‘Serving those who would not otherwise be served’

Benedictine Sisters’ ministry offers a new beginning for incarcerated women


by Bob Hart

On the outside, their lives are most often bleak.

Addiction. Poverty. Fear.

On the inside, things aren’t much better.

“It’s all steel and concrete. The chairs are attached to the tables. And it’s loud — very, very noisy in there — because there’s nothing to absorb the sound,” said Sister Barbara McCracken, OSB, who visits incarcerated women in the Wyandotte County Detention Center as part of her work with the Keeler Women’s Center in Kansas City, Kan.

“They can’t see outside. They can’t go outside,” she said. “They have a lot of lockdowns in their cells, sometimes 23 hours a day. It’s not good for mental health.”

And, Sister Barbara added, many of them are going through drug withdrawal — alone, sick and terribly frightened. Some, including those detoxing, are pregnant.

“What we offer them is an outreach,” said Marla Looper, Sister Barbara’s co-worker in Keeler’s ministry to incarcerated women.

“We’re not a governmental agency,” said Looper. “We’re just people who care.

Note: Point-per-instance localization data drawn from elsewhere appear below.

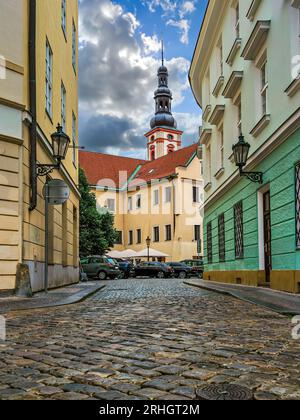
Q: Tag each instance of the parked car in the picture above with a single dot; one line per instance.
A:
(182, 271)
(126, 267)
(153, 269)
(100, 267)
(197, 267)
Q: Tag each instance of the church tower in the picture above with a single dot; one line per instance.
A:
(164, 138)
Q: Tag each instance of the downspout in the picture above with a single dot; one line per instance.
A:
(32, 101)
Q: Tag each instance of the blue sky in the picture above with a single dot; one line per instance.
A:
(118, 58)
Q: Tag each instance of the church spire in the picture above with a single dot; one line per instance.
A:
(163, 98)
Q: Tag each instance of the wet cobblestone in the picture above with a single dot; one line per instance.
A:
(148, 339)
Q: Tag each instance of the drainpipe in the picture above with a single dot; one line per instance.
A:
(32, 100)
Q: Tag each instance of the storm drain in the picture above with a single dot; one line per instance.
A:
(224, 392)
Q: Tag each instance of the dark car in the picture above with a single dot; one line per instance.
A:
(126, 267)
(153, 269)
(197, 267)
(100, 267)
(182, 271)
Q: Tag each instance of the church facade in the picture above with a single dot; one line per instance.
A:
(160, 198)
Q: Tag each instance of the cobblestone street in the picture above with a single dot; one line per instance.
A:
(148, 339)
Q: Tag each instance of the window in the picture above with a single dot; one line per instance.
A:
(64, 16)
(221, 234)
(156, 234)
(74, 124)
(74, 46)
(264, 88)
(197, 233)
(129, 203)
(298, 206)
(130, 237)
(168, 232)
(139, 236)
(237, 20)
(156, 197)
(168, 194)
(196, 195)
(49, 68)
(239, 230)
(119, 237)
(111, 205)
(63, 106)
(209, 243)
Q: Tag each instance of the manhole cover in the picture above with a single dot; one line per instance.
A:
(224, 392)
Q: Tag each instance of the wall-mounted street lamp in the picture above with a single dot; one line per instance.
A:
(241, 153)
(148, 242)
(60, 146)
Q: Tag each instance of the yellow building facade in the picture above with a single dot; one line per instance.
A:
(38, 90)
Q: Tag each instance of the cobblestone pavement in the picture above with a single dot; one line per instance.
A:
(148, 339)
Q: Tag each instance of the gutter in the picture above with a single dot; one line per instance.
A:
(32, 99)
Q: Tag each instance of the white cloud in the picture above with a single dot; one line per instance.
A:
(184, 26)
(118, 67)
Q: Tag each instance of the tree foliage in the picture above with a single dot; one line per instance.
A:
(97, 233)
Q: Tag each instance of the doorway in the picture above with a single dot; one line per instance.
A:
(267, 234)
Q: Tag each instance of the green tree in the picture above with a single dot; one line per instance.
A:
(97, 233)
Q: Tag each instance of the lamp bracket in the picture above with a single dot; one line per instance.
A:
(44, 169)
(253, 176)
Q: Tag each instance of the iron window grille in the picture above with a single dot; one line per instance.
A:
(298, 205)
(221, 231)
(239, 230)
(209, 243)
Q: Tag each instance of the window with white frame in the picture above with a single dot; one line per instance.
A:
(129, 203)
(74, 142)
(64, 16)
(74, 46)
(156, 197)
(63, 106)
(237, 20)
(156, 233)
(49, 69)
(168, 194)
(111, 205)
(264, 87)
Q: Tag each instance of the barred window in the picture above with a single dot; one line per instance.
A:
(239, 230)
(221, 231)
(209, 243)
(298, 205)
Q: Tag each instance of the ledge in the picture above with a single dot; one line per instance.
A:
(220, 173)
(261, 125)
(206, 112)
(208, 186)
(205, 136)
(293, 88)
(218, 86)
(253, 9)
(233, 84)
(256, 40)
(217, 114)
(234, 50)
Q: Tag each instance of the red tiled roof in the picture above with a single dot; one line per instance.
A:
(98, 166)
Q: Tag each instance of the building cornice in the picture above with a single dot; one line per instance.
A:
(282, 133)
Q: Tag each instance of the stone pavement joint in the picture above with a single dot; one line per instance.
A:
(280, 302)
(148, 340)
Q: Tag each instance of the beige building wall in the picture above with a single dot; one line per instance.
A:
(181, 213)
(21, 229)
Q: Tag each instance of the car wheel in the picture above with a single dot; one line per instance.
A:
(102, 275)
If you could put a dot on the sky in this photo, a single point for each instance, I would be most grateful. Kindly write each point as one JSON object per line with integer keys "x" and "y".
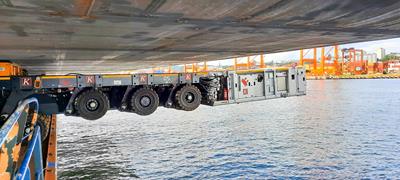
{"x": 390, "y": 45}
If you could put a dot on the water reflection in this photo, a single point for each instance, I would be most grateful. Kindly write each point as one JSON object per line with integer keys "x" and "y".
{"x": 341, "y": 129}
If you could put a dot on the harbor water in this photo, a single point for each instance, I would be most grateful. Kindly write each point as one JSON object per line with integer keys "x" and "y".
{"x": 342, "y": 129}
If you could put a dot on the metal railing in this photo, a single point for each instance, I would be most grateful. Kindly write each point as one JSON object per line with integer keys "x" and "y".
{"x": 8, "y": 137}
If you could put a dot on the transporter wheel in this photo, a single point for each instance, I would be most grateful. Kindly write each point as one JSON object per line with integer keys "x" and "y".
{"x": 188, "y": 98}
{"x": 92, "y": 104}
{"x": 144, "y": 101}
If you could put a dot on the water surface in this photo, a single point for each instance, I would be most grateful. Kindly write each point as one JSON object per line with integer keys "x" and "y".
{"x": 341, "y": 129}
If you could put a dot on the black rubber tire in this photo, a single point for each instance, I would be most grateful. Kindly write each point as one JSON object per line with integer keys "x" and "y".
{"x": 98, "y": 97}
{"x": 188, "y": 104}
{"x": 144, "y": 107}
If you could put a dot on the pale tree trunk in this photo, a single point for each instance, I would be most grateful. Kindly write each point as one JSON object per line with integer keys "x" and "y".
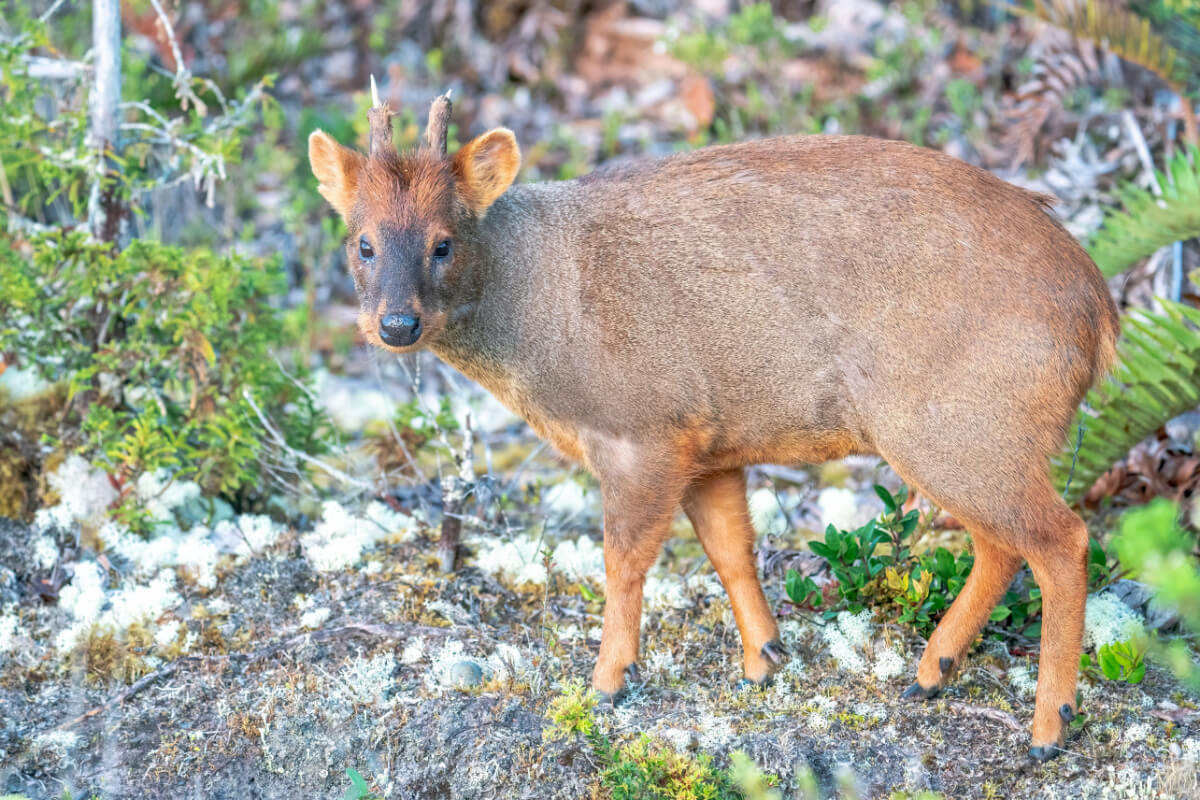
{"x": 105, "y": 212}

“When they see that, it’s hugely important in getting them to make that first phone call to us.”

No boundaries

Get your life together. Pull yourself up by your bootstraps. Just say no.

Well-intentioned individuals and society as a whole are full of advice for drug addicts, alcoholics and criminals. What they may lack at times is an understanding of the big picture in the lives of those people, particularly women.

Sister Barbara painted a composite picture of a woman being released from jail and struggling to get her life on the right track.

She’s a drug addict. She’s homeless. She’s faced a lifetime of domestic abuse. She lacks support from a spouse, partner or family. She has no money and no job skills. She may not even have any form of identification, like a driver’s license or birth certificate. And she’s quite accustomed to being dismissed — as unworthy, as a bother, as a statistic.

Sister Barbara, Looper and the volunteers at Keeler offer these women an alternative view.

“There’s a strength in these women,” said Looper. “They’re fighters.”

“I sometimes say to them, ‘Many women your age, in your situation, are dead,’” Sister Barbara said. “‘You’re not. There’s obviously something special going on with you. You’ve got something you need to do here in this life.’”

And so the Keeler Women’s Center accepts the struggles the women face and welcomes them with a policy of “no boundaries.”  The ministry for incarcerated women welcomes those from a cross section of society: Although some hail from the suburbs and boast master’s degrees, the majority are single parents living in poverty.

It was out of a desire to serve the poor that the Benedictine Sisters founded Keeler in the first place, in 2003. Originally housed at Donnelly College, the ministry moved to the second floor of the Catholic Charities building on Central Avenue in January 2008.

“I do think we make a difference in women’s lives,” said Sister Carol Ann Peterson, director of the center. “We’re just trying to get the word out, so more of them will come to us.

“All three of us Sisters on staff gave up professional salaries to be here. We’re behind this, 100 percent. Keeler Women’s Center is here for the long haul. And this ministry to incarcerated women is an important part of what we do. Sister Jerome, who founded the Benedictine Sisters, always believed in serving those who would not otherwise be served.  That’s what Sister Barbara, Marla and our volunteers are doing with these women.”